Teschner Am 11. Mai selbst hat sich gar nicht so viel geändert. 130 Menschen mit Behinderungen waren wieder bei uns, also 30 mehr als in der Woche davor. Seitdem steigt die Zahl Schritt für Schritt. Ende Mai waren es 500, jetzt bereits mehr als 600. Wir arbeiten daran, Anfang August wieder komplett sein zu können. Wir müssen mit den Menschen sprechen, wenn sie zurückkehren. Wir müssen sie einweisen und Arbeitsabläufe verändern. Dazu brauchen wir Zeit.

Sie werden also wieder die Mitarbeiterzahl aus der Vor-Coronazeit erreichen?

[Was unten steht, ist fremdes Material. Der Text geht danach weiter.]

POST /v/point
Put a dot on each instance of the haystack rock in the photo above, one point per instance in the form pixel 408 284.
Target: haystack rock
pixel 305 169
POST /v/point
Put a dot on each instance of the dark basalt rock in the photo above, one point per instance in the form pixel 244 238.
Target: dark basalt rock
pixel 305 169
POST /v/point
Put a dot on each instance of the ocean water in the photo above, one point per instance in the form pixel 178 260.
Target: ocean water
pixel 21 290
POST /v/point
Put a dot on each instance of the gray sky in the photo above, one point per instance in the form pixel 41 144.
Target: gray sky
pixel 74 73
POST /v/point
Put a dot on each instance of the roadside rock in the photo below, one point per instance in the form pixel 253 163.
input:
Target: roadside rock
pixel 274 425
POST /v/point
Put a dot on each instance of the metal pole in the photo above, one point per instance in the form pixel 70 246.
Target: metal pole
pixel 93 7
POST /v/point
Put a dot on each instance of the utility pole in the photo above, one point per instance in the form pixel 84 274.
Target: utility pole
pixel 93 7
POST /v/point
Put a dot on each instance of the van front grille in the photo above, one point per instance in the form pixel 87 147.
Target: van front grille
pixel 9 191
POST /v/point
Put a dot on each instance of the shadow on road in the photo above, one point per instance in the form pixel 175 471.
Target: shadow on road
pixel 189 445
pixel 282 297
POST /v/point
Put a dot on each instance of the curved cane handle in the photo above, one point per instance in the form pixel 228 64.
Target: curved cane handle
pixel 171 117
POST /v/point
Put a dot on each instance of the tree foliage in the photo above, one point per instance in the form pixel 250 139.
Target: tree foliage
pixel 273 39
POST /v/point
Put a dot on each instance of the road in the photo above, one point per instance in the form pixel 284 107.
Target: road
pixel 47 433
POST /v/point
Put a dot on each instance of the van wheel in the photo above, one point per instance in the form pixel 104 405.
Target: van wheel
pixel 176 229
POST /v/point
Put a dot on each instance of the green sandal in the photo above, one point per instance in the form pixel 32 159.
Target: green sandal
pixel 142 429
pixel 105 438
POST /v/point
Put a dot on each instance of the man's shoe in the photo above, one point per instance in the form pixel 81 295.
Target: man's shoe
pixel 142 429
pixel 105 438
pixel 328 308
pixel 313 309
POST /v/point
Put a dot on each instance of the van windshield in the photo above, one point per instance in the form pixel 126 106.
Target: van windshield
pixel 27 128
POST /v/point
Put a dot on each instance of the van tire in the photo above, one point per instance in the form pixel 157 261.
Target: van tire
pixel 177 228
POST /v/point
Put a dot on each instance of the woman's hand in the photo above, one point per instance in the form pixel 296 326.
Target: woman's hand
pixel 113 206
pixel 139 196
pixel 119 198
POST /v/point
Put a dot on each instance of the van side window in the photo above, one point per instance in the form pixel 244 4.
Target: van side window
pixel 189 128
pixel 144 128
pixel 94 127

Teschner Nicht ganz, unter den insgesamt 1250 Mitarbeitern sind auch einige, die zu den Risikogruppen zählen. Für sie ist im Einzelfall abzuwägen, ob sie wieder in den Werkstätten arbeiten oder nicht. Auf der einen Seite besteht für sie das Risiko, sich zu infizieren, wenn sie ihre Wohnungen verlassen. Dabei gab es in unseren Werkstätten und Wohnungen noch keinen Coronafall. Auf der anderen Seite besteht für sie das Risiko, zu vereinsamen und soziale Kontakte zu verlieren, wenn sie ihre Wohnungen nicht verlassen. Sich zu entscheiden, ist nicht einfach. Vorher sind viele Beratungsgespräche notwendig.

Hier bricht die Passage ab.